In [26]:
import cv2
import os
import json
import numpy as np
from tqdm import tqdm

# 讀取class_bgr.json文件
with open('class_bgr.json', 'r') as file:
    class_bgr = json.load(file)

# 建立從BGR值到類別名的映射
bgr_to_class = {tuple(bgr): class_name for class_name, bgr in class_bgr.items()}

# 準備文件路徑
inference_output_dir = './inference_data/ground_truth'

# 存儲每張圖像的類別名
documents = []

# 轉換並建構documents
for inference_filename in tqdm(os.listdir(inference_output_dir), desc="Processing images"):
    inference_path = os.path.join(inference_output_dir, inference_filename)
    segmentation_result = cv2.imread(inference_path)

    # 獲得該圖像的所有像素點的Class
    class_names = [bgr_to_class.get(tuple(segmentation_result[y, x].tolist()), "unknown") for y in range(segmentation_result.shape[0]) for x in range(segmentation_result.shape[1])]

    # 將類別名作為“文檔”
    documents.append(class_names)


Processing images: 100%|██████████| 242/242 [00:55<00:00,  4.39it/s]


In [27]:
# 建立詞彙表和索引
vocab = set(word for doc in documents for word in doc)
vocab_index = {word: i for i, word in enumerate(vocab)}

# 手動計算TF
tf_matrix = np.zeros((len(documents), len(vocab)))
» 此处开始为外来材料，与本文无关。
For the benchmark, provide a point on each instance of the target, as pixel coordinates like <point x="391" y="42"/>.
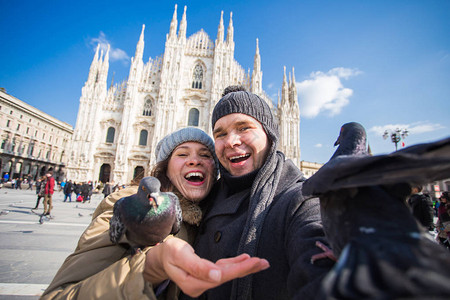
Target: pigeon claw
<point x="327" y="253"/>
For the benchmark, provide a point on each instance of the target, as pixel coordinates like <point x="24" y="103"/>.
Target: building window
<point x="193" y="117"/>
<point x="110" y="135"/>
<point x="147" y="108"/>
<point x="143" y="138"/>
<point x="197" y="77"/>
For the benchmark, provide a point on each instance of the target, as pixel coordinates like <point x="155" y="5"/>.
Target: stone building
<point x="118" y="127"/>
<point x="31" y="141"/>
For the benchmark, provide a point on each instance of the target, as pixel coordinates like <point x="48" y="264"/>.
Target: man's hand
<point x="175" y="259"/>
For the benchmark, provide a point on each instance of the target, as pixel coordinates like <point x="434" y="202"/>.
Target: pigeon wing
<point x="415" y="165"/>
<point x="178" y="213"/>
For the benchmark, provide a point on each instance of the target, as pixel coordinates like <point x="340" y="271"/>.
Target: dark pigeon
<point x="147" y="217"/>
<point x="384" y="253"/>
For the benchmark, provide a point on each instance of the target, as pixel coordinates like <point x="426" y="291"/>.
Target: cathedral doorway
<point x="105" y="172"/>
<point x="138" y="173"/>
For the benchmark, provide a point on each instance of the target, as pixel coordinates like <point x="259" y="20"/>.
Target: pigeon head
<point x="149" y="192"/>
<point x="351" y="141"/>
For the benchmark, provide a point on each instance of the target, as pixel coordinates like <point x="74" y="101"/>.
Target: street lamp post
<point x="396" y="136"/>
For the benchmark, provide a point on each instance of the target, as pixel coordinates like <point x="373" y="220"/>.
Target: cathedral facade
<point x="118" y="127"/>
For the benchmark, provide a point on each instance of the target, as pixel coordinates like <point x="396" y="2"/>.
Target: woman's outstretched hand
<point x="176" y="260"/>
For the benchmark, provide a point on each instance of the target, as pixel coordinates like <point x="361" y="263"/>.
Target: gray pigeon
<point x="383" y="252"/>
<point x="146" y="217"/>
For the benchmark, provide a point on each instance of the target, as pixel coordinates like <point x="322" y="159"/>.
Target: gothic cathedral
<point x="118" y="127"/>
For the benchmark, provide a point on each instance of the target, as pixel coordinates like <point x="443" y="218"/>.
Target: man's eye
<point x="219" y="135"/>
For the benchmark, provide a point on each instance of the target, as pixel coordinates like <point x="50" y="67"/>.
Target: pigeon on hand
<point x="147" y="217"/>
<point x="384" y="253"/>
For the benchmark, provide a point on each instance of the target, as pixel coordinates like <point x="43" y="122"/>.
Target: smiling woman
<point x="186" y="165"/>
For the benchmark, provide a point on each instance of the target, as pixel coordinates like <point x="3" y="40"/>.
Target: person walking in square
<point x="48" y="194"/>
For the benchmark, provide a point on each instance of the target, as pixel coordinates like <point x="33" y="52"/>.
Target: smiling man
<point x="258" y="208"/>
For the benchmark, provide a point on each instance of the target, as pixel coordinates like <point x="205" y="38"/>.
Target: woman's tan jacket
<point x="99" y="269"/>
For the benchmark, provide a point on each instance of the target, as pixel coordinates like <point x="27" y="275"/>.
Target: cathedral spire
<point x="230" y="30"/>
<point x="183" y="25"/>
<point x="173" y="24"/>
<point x="284" y="88"/>
<point x="105" y="67"/>
<point x="93" y="70"/>
<point x="257" y="59"/>
<point x="293" y="90"/>
<point x="257" y="74"/>
<point x="140" y="46"/>
<point x="220" y="31"/>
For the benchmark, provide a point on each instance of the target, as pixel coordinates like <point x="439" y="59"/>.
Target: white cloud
<point x="414" y="128"/>
<point x="324" y="92"/>
<point x="115" y="54"/>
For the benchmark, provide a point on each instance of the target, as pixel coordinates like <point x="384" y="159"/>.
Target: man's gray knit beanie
<point x="168" y="143"/>
<point x="249" y="104"/>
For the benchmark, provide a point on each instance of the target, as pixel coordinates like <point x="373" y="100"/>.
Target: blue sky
<point x="385" y="64"/>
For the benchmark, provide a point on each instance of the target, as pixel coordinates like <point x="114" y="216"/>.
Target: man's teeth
<point x="194" y="174"/>
<point x="239" y="156"/>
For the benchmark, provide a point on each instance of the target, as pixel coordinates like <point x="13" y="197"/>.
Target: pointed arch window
<point x="148" y="106"/>
<point x="110" y="135"/>
<point x="143" y="138"/>
<point x="197" y="77"/>
<point x="193" y="117"/>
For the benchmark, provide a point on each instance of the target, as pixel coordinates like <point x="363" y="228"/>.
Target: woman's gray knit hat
<point x="168" y="143"/>
<point x="249" y="104"/>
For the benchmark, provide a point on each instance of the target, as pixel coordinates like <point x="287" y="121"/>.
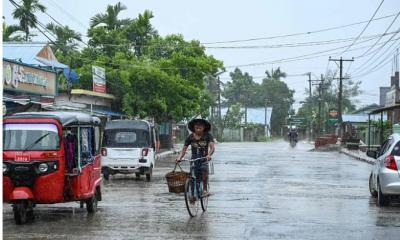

for doc_idx, doc in enumerate(documents):
    for word in doc:
        word_idx = vocab_index[word]
        tf_matrix[doc_idx, word_idx] += 1

In [37]:
# 計算documents frequency
n_documents = len(documents)
df = np.count_nonzero(tf_matrix, axis=0) / n_documents

# 對TF取倒數並與IDF相乘
tf_inverse = 1 / (tf_matrix + 1e-9)  # 避免除以0
weights = tf_inverse * df *df

# 計算每個類別的權重並保存
class_weights = np.sum(weights, axis=0)

# 對權重進行歸一化
print("[INFO] Normalizing...")
class_weights_normalized = class_weights / np.linalg.norm(class_weights)

# 計算每個類別的權重
class_weights_dict = {word: weight for word, weight in zip(vocab, class_weights_normalized)}

[INFO] Normalizing...


In [38]:
# 讀取class_bgr.json文件來獲取類別順序
with open('class_bgr.json', 'r') as file:
    class_order = json.load(file)

# 根據class_bgr.json中的順序重新排序class_weights_dict
sorted_class_weights = {class_name: class_weights_dict[class_name] for class_name in class_order.keys() if class_name in class_weights_dict}
simplified_class_weights = {class_name: round(weight, 2) for class_name, weight in sorted_class_weights.items()}

"""
class_weight_ver1:
    weights = tf_inverse

class_weight_ver2:
    weights = tf_inverse * df

class_weight_ver3:
    weights = tf_inverse * df * df
"""
# 保存排序後的權重到JSON文件
saved_filename = "class_weight_ver3"
with open(f'{saved_filename}.json', 'w') as json_file:
    json.dump(simplified_class_weights, json_file, indent=4)

print(f"Sorted class weights have been saved to {saved_filename}.json.")

Sorted class weights have been saved to class_weight_ver6.json.